Current State of the Insurance Sector
Despite being the world’s fourth-largest economy, India’s insurance penetration remains low, at approximately 3.7% of GDP. The report highlights several key issues:
- Significant gaps exist in health, property, catastrophe, and small-ticket non-life coverage.
- India’s insurance density stands at $95, indicating a lag compared to its peers, which reflects both low per capita GDP and considerable potential for growth.
Affordability as a Key Constraint
The report identifies affordability as the primary constraint hindering the expansion of insurance coverage in India. To address this, it recommends:
- Creation of low-cost basic insurance products that allow for daily or weekly micro-payments, particularly targeting informal workers.
Call for Sector Restructuring
In addition to the above recommendations, the report calls for a massive restructuring of India’s insurance sector. This can be achieved through:
- Mergers and acquisitions to harness the potential of creative destruction.
- Adoption of digital technologies, artificial intelligence, machine learning, and deep learning models to improve operational efficiency.
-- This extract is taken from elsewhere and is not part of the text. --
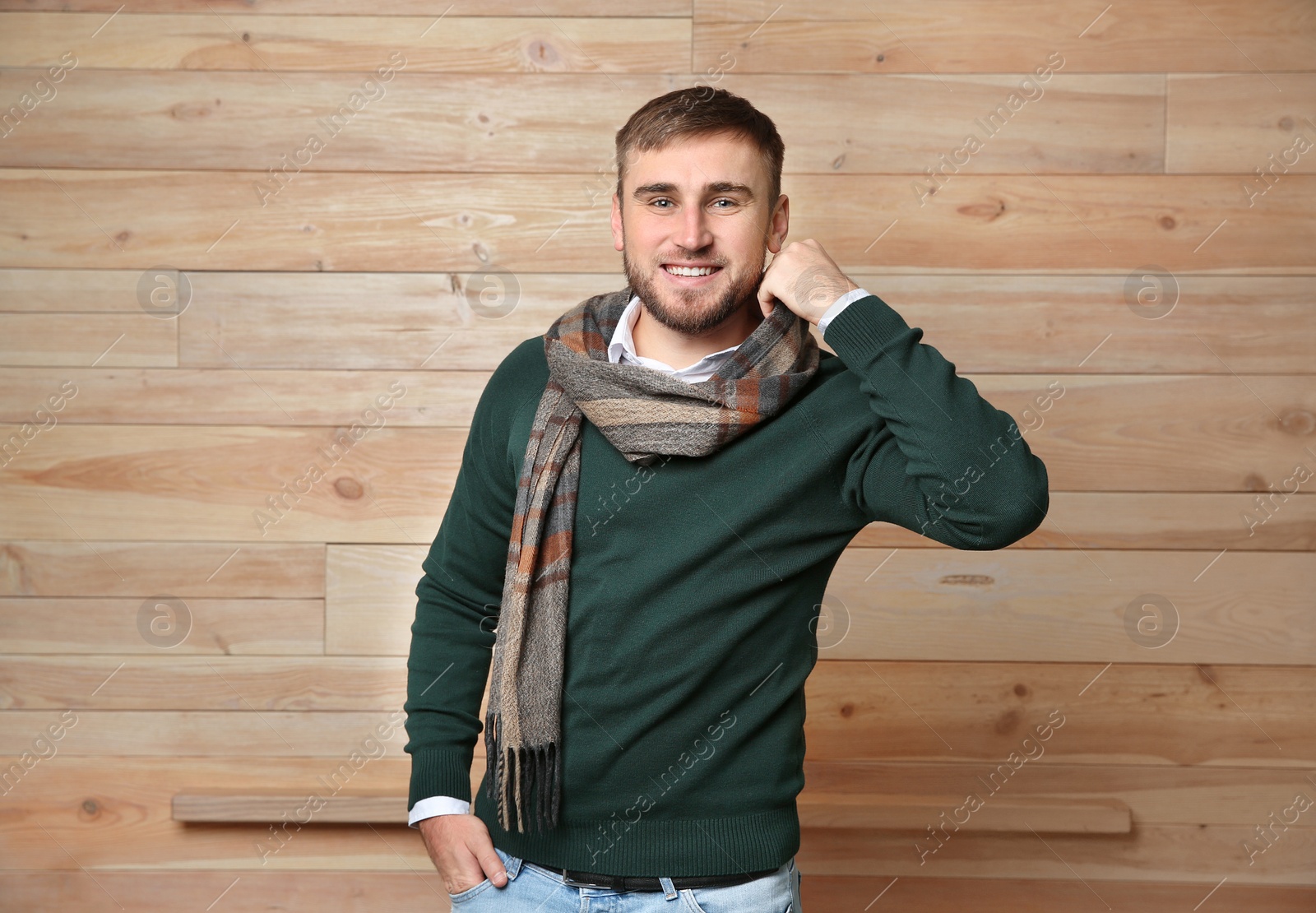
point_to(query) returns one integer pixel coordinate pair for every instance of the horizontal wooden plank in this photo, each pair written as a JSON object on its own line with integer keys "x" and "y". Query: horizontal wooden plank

Next Steps for Implementation
The report suggests that the government should engage professional merchant banker advisory services to explore the most effective ways of splitting and unbundling LIC’s activities. This approach is expected to create more efficient and value-generating competitive units, thereby attracting fresh investments into the sector.
Conclusion
The recommendations put forth by the IIM-K report represent a comprehensive strategy for revitalizing India’s insurance sector. By addressing the structural issues within LIC and public sector insurers, the government can pave the way for a more competitive and inclusive insurance landscape.
Note: The information presented in this article is based on a report by the Indian Institute of Management-Kozhikode and reflects the insights and recommendations made by the authors regarding the future of the insurance sector in India.